Does a benevolent organization that, without compensation or a formal agreement, solicits offers from the public to buy a foreign government's unregistered bonds and transmits the purchase funds to the issuer's agent, act as an "underwriter" subject to the registration requirements of the Securities Act of 1933?


Opinions:

Majority - Augustus N. Hand

Yes, a benevolent organization that solicits offers to buy unregistered foreign bonds is an "underwriter" subject to the Securities Act's registration requirements. The defendant's solicitation of offers to buy the unregistered bonds "for value" falls squarely within the statutory definition of selling. To be an "underwriter," one must sell "for an issuer in connection with, the distribution" of a security.
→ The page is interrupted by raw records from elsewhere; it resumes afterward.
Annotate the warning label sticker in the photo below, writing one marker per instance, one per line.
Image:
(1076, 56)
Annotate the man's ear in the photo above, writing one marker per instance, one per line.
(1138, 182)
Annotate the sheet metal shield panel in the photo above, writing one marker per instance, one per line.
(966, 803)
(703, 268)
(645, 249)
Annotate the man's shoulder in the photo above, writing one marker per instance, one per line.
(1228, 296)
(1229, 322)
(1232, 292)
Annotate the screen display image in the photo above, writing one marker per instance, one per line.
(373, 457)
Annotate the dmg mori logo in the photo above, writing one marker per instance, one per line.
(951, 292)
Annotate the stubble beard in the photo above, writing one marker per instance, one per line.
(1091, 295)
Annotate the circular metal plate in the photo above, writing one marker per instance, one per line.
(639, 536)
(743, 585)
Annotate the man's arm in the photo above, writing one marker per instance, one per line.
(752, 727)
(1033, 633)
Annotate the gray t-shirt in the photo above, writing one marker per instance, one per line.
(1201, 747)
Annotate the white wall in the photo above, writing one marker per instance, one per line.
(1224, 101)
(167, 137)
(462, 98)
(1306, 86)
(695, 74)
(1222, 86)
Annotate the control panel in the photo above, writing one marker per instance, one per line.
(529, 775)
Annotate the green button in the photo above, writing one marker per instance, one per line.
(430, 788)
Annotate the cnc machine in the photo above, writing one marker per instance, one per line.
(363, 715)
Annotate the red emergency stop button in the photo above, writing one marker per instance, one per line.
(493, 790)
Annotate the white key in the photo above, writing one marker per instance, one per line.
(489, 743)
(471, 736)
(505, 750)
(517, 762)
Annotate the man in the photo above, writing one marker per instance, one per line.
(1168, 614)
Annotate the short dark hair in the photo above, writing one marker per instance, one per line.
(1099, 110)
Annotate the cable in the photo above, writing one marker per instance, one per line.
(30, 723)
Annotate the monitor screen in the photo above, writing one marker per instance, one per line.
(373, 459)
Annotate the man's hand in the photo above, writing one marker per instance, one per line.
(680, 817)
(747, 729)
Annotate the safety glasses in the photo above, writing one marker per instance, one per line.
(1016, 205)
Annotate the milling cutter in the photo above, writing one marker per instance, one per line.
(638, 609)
The court interpreted this language broadly, holding that it is irrelevant whether the issuer formally authorized the solicitation or merely benefited from the defendant's gratuitous patriotic acts. The central aim of the Securities Act is to protect investors by ensuring they have adequate information, a policy that would be defeated if such distributions were exempt. Because the defendant engaged in systematic and continuous solicitation that was a necessary step in the distribution of the securities from the issuer to the public, it was acting as an underwriter.


Dissenting - Swan

No, a benevolent organization acting without a formal relationship to the issuer is not an "underwriter." The majority's interpretation construes the statute too broadly and fails to give meaning to the words "for an issuer" in the definition of an underwriter. This phrase implies a relationship or agency that did not exist between the defendant and the Chinese government. Under the majority's reasoning, any entity that patriotically encourages the purchase of bonds, such as a newspaper publishing an editorial, could be deemed an underwriter. This could not have been Congress's intent, and therefore the defendant's actions should not fall within the scope of the statute.



Analysis:

This decision significantly broadens the definition of "underwriter" under the Securities Act of 1933, establishing that liability is based on a party's functional role in a securities distribution, not on formal titles, compensation, or contractual relationships. By focusing on the protective purpose of the Act, the court expanded its reach to include volunteers and other informal intermediaries who play a necessary role in the distribution chain. This precedent makes it difficult for issuers to circumvent registration requirements by using ostensibly independent or unpaid groups to solicit investors, thereby reinforcing the SEC's authority to regulate public offerings.